LXXX. L'accusation
LXXX. The Accusation
This issue covers Sir Robert Peel's Irish policy, Mexico's declaration of war over Texas, and the French military's adoption of Adolphe Sax's instruments.
- Mexico's acting president ordered all interior governors to mobilize troops and declared war on the United States over the annexation of Texas, calling it 'flagrant usurpation.'
- Sir Robert Peel dismissed Orange magistrates who attended anti-Catholic gatherings, prompting the Earl of Winchelsea to resign his three county justice-of-the-peace commissions in protest.

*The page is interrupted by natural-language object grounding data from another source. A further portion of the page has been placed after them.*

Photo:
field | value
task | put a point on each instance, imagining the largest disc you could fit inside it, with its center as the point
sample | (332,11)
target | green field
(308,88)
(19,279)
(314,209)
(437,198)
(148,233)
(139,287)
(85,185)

- Russia deployed 160,000 men along the Caucasus lines against Shamil, yet soldiers reportedly refused to advance, officers formed volunteer corps to breach barricades of mutilated Russian corpses, and Prince Woronzoff was forced to draw his sword in personal defence at Dargo.
- At the Pamplona bullfight attended by Queen Isabella II and the French princes, matador Montes performed the dazzling capear manoeuvre before 15,000 spectators, and a pigeon released from a dart's fireworks perched before the Queen, who ordered it kept alive and transported to Madrid.
- In Marseille, a cuckolded grocer tracked his wife and her lover to a police superintendent's office, whereupon the lover drew a pistol and immediately blew out his brains; the husband then walked out with his wife on his arm through a mocking crowd.
- A confidence trickster posing as a retired goldsmith and a 'Polish nephew of the Archbishop of Cologne' swindled a curé near Les Andelys of ten years' savings in exchange for diamonds that proved to be pieces of fine crystal.
- France's Minister of War signed an ordinance adopting Adolphe Sax's instruments — including the saxophone, sax-horn, and bass clarinet — for all army bands, replacing 50-piece infantry orchestras and 36-piece cavalry bands after a public competition that Sax won to audience applause.
- Léon Feugère published a new biography of La Boétie, Montaigne's closest friend and author of the Discours sur la Servitude volontaire, drawing attention to the Renaissance humanist's poetry and his largely forgotten place in French literary history.